3 Material and methods

All the chemicals were purchased from Merck and Sigma-Aldrich (Steinheim, Germany). The thin layer chromatography (TLC) was used with pre-coated silica gel plates Keisel 60. The Bruker Advance NMR instrument (400 MHz) was used to measure ¹H and ¹³C NMR in DMSO-d₆. Chemical shift in with respect to tetramethylsilane as a reference compound was used and data reported in parts-per-million. Moreover, FTIR spectra was obtained on an Agilent Technology 630. Open capillary method (Gallenkamp melting point apparatus) was used to measure the melting point.

3.1. Experimental data

The synthesis of quinoline-8-sulfonamide derivative (a1–18) were discussed in Scheme 1.

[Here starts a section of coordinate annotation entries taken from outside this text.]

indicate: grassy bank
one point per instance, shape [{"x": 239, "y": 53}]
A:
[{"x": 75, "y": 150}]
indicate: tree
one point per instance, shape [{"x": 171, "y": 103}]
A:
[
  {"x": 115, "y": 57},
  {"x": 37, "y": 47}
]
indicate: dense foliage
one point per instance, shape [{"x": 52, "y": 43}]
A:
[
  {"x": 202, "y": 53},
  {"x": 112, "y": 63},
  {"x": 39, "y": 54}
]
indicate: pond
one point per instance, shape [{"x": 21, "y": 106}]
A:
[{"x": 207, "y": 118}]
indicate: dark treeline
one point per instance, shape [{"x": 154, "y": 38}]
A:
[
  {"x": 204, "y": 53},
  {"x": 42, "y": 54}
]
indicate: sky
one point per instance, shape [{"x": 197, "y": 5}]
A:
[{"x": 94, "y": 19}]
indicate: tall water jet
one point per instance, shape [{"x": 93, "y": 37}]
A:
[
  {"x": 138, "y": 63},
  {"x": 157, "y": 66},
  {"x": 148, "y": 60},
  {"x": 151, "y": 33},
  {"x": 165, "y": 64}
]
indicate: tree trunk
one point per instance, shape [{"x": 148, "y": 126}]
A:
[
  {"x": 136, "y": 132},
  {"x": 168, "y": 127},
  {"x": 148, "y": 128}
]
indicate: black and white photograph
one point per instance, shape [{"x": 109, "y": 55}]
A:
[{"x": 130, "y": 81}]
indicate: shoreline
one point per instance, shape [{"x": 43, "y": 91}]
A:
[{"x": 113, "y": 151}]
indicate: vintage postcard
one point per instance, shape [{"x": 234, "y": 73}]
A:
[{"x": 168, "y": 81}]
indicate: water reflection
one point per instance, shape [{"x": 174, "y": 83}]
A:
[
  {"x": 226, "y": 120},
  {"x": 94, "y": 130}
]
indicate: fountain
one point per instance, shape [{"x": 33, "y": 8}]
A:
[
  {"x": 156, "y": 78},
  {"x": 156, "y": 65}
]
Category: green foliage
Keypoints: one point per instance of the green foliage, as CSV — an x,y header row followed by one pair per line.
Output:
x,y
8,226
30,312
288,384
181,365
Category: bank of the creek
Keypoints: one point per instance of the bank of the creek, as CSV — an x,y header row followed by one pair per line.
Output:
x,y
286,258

Scheme 1 Synthesis of N-benzylquinoline-8-sulfonamide (a1–18).

3.1.1 N-(3-Iodophenyl)quinoline-8-sulfonamide (a1). Yield 91%, light brown powder, R_f: 0.4, (n-hexane/ethyl acetate: 2 : 3), M.P: 250–252 °C, FTIR (ν cm⁻¹), 3202 (stretching, NH), 1604 (stretching C=C), 1348 (S:O, stretching), 681 (C–I, stretching) cm⁻¹. ¹H NMR (400 MHz, DMSO-d₆) δ_H 9.11 (Ar-H, dd, J = 4.0, 1.8 Hz, 1H), 9.02 (NH, 1H, brs), 8.57 (Ar-H, dd, J = 8.0, 1.8 Hz, 1H), 8.37–8.30 (Ar-H, 2H, m), 7.79–7.69 (Ar-H, 3H, m), 7.18 (Ar-H, app td, J = 8.0, 4.0 Hz, 1H), 7.11 (Ar-H, dd, J = 8.0, 4.0 Hz, 1H), 6.81 (Ar-H, td, J = 8.0, 1.8 Hz, 1H). ¹³C NMR (100 MHz, DMSO) δ_C 152.2 (C), 142.8, 139.9, 138.9, 137.7, 135.8, 134.9, 131.7, 129.5, 129.0, 127.5, 126.2, 123.3, 122.7, 94.8 (Ar-C). Anal. calculated for C₁₅H₁₁IN₂O₂S, %: C, 43.92; H, 2.70; N, 6.83; found, %: C, 43.81; H, 2.66; N, 6.85.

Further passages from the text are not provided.